Following the above paragraph, when a majority of a group acquires immunity, thereby halting the transmission of a disease, it’s called herd immunity. This term is used whether the immunity is acquired through infection or vaccination, but if it’s the former, it’s more like the group has been defeated by the disease rather than having prevented it. Hence, the term herd immunity typically refers to a vaccination strategy. This notion implies that even if not every individual has immunity, the spread of the disease can still be collectively stopped.

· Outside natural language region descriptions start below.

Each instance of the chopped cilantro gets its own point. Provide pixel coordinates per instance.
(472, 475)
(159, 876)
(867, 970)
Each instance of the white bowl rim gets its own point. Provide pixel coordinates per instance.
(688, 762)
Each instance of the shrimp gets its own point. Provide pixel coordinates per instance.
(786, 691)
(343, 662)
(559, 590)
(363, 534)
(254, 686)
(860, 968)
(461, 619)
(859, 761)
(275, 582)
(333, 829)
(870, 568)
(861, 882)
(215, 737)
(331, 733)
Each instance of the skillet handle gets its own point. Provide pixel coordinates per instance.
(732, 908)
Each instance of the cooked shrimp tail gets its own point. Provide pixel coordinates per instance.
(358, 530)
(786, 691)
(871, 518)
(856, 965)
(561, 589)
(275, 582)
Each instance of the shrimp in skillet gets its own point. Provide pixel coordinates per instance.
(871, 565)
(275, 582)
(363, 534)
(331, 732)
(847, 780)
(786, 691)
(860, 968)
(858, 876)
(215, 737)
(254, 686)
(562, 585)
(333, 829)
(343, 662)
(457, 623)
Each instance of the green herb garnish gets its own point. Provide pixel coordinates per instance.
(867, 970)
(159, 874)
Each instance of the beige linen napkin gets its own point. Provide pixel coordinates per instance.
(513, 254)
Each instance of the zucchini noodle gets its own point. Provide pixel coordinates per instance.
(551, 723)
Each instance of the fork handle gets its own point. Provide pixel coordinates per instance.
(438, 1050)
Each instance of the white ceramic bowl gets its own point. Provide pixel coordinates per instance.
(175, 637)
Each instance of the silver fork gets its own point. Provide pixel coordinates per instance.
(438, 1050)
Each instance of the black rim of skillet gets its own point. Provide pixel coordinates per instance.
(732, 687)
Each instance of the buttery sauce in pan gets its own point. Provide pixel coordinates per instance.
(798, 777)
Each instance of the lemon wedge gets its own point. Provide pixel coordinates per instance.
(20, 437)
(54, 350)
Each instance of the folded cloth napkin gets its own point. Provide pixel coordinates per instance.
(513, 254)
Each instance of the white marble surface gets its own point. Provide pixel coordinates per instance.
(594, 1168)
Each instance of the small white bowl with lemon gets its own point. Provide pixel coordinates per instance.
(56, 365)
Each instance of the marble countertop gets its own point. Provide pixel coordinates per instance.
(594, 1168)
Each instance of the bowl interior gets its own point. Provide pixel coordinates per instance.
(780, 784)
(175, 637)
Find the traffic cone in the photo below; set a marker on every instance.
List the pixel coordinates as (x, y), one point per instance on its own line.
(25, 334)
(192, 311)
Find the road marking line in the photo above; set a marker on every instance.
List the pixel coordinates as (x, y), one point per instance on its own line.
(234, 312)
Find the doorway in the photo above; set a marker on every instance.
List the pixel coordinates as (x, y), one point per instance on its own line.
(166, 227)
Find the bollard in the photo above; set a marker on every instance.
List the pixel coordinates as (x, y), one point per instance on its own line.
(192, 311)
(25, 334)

Moreover, the proportion of the vaccinated population within the total group, denoted as $C = V(t)/N(t)$, is referred to as coverage. Naturally, we become interested in the minimum coverage required $C^{\ast}$ to naturally form herd immunity. This essentially means finding the value that lowers the effective reproduction number $\mathcal{R}$ below $1$. The effective reproduction number is primarily calculated by multiplying the basic reproduction number $\mathcal{R}_{0}$ by the ratio of susceptible individuals $S$ in the total population, denoted by $S/N$. If at the onset of an outbreak $N(0) = S(0) + V(0)$, our goal is to find the $$\begin{align*} \mathcal{R} =& R_{0} {{ S } \over { N }} \\ =& R_{0} \left( 1 - {{ V } \over { N }} \right) \\ =& R_{0} \left( 1 - C \right) < 1 \end{align*}$$ minimum value $C = C^{\ast}$ that satisfies the equation. A simple calculation shows $$R_{0} \left( 1 - C^{\ast} \right) < 1 \iff C^{\ast} = {{ \mathcal{R}_{0} - 1 } \over { \mathcal{R}_{0} }}$$ For example, the measles outbreak in England and Wales from 1956 to 1968 had a basic reproduction number $\mathcal{R}_{0}$ of around $13$, requiring a minimum coverage of approximately $92 \%$ to combat it². $$C^{\ast} = {{ 13 - 1 } \over { 13 }} \approx 92.3077 \cdots \approx 92 \%$$

Variants

Breakthrough Infections

The originally presented model assumes that vaccination grants absolute immunity against the disease. However, in reality, there have been reports of breakthrough infections, where individuals contract the disease despite being vaccinated. If the vaccine effectiveness $\sigma$ is represented between $0$ and $1$, then the model incorporating breakthrough infections can be expressed as follows.

$$\begin{align*} {{d S} \over {d t}} =& - {{ \beta } \over { N }} I S - vS \\ {{d I} \over {d t}} =& {{ \beta } \over { N }} \left( S + (1-\sigma) V \right) I - \mu I \\ {{d R} \over {d t}} =& \mu I \\ {{d V} \over {d t}} =& - {{ \beta (1-\sigma) } \over { N }} I V + vS \end{align*}$$

In models without considering breakthrough infections, the effectiveness is assumed to be $\sigma = 1$.